Potential loopholes in the Ebola tests necessitate the quarantines, Alpern said. Two tests exist to detect Ebola; one measures viral RNA, an important genetic material, and the other measures antibodies, markers of the body’s immune response. Both tests may come back negative in the early stages of the infection if the virus has not grown to sufficient quantities to be detected.

Twenty-one days is a safe length of time, Alpern said, noting that most patients develop symptoms of Ebola earlier.

“I think it’s erring on the side of being too careful, because we’d rather be too careful,” he added.

Recent debates have surrounded Drexel professor of environmental engineering Charles Haas’s Oct. 14 paper in PLOS — a scientific journal — claiming that a 21-day quarantine is insufficient. However, Alpern said that he trusts that the Centers for Disease Control and Prevention are competent to decide the proper protocol.

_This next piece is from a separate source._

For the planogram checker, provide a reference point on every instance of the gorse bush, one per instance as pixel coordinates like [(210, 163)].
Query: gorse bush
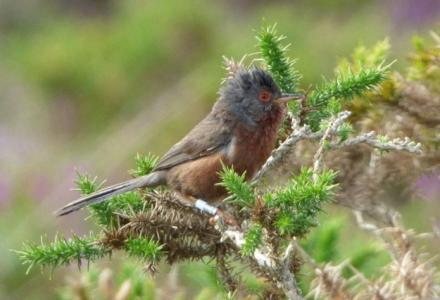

The decision by the state of Connecticut to quarantine the researchers comes after the University decided not to quarantine the researchers when they returned from Liberia. Before the researchers’ return, the School of Public Health had announced that the researchers had agreed to self-sequester themselves for 21 days. But just over a week ago, Cleary announced that the researchers would not be quarantined.

Alpern said the change in decision was a judgment call based on CDC recommendations that state that unless a person shows Ebola-like symptoms or has come into contact with an infected person, quarantine is unnecessary. Although the researcher did come into contact with NBC reporter Ashoka Mukpo fewer than 24 hours before he became symptomatic with Ebola, Alpern said neither of the students were at risk of contracting the disease, and the latest decision is solely to “play it safe.”

In an Oct. 16 report in the New England Journal of Medicine, the World Health Organization Ebola Response Team stated that 95 percent of Ebola cases in the first nine months of the current outbreak showed symptoms within 21 days.